Out of Memory During Evaluation

shenkev · November 2, 2017, 3:40am

I’m getting very strange behavior during evaluation when I call foward in a for-loop. I either error with CUDA out-of-memory or get some weird results back from the evaluation function when I know is wrong (it seems like the correct variable gets resets or something). I think it’s related to this post

but I couldn’t tell from the comments how to free up the graph. Specifically, someone says:

This is because pytorch will build a the graph again and again, and all the intermediate states will be stored.
In training, the states will be cleared if you do backward.

then how do you clear the states during evaluation?

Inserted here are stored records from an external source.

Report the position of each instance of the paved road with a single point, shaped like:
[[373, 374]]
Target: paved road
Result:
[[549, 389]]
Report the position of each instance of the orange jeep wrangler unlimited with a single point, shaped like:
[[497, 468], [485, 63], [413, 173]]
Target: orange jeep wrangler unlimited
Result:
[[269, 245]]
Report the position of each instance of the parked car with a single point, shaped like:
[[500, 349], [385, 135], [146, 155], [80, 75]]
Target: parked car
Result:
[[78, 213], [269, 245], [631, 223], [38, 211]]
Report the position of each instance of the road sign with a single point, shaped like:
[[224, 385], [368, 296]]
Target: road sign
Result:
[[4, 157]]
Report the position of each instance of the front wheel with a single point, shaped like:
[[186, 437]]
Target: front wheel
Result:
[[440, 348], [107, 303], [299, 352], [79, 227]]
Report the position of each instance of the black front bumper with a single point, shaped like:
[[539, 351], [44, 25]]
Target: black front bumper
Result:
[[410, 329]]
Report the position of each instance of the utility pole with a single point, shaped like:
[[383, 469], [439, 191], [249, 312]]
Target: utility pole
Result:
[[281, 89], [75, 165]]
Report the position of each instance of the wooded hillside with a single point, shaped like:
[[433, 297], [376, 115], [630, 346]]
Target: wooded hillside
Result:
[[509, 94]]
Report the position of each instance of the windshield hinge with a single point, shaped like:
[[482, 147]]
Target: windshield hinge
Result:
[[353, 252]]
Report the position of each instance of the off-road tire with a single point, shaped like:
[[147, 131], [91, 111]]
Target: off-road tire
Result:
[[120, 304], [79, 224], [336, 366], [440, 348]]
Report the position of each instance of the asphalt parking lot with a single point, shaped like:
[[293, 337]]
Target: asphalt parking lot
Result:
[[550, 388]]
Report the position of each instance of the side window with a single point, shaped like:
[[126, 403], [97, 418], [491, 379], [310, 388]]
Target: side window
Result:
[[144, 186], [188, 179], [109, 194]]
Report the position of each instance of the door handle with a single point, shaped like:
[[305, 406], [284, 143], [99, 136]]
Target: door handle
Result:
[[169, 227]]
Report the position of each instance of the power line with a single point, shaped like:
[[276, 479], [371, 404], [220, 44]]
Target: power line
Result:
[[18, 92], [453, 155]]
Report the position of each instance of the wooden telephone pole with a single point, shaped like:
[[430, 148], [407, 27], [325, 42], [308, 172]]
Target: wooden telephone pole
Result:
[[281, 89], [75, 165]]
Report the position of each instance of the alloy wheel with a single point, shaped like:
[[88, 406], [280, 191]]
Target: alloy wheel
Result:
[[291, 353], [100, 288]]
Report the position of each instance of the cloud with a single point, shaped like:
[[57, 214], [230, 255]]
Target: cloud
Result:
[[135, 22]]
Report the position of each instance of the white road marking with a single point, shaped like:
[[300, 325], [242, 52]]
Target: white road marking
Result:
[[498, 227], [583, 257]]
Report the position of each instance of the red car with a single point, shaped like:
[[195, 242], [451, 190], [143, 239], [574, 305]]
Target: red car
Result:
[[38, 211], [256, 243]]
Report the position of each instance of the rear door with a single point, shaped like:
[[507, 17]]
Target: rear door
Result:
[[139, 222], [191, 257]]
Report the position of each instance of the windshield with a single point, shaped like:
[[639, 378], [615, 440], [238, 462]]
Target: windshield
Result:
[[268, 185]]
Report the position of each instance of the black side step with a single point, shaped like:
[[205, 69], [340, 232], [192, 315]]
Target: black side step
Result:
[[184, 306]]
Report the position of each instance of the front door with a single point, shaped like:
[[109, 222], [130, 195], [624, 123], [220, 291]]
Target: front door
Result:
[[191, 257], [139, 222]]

My evaluation function is below:

def evaluate(self, data):
    correct = 0
    total = 0
    loader = self.train_loader if data == "train" else self.test_loader
    for step, (story, question, answer) in enumerate(loader):
        story = Variable(story)
        question = Variable(question)
        answer = Variable(answer)
        _, answer = torch.max(answer, 1)

        if self.config.cuda:
            story = story.cuda()
            question = question.cuda()
            answer = answer.cuda()

        pred_prob = self.mem_n2n(story, question)[0]
        _, output_max_index = torch.max(pred_prob, 1)
        toadd = (answer == output_max_index).float().sum().data[0]
        correct = correct + toadd
        total = total + captions.size(0)

    acc = correct / total
    return acc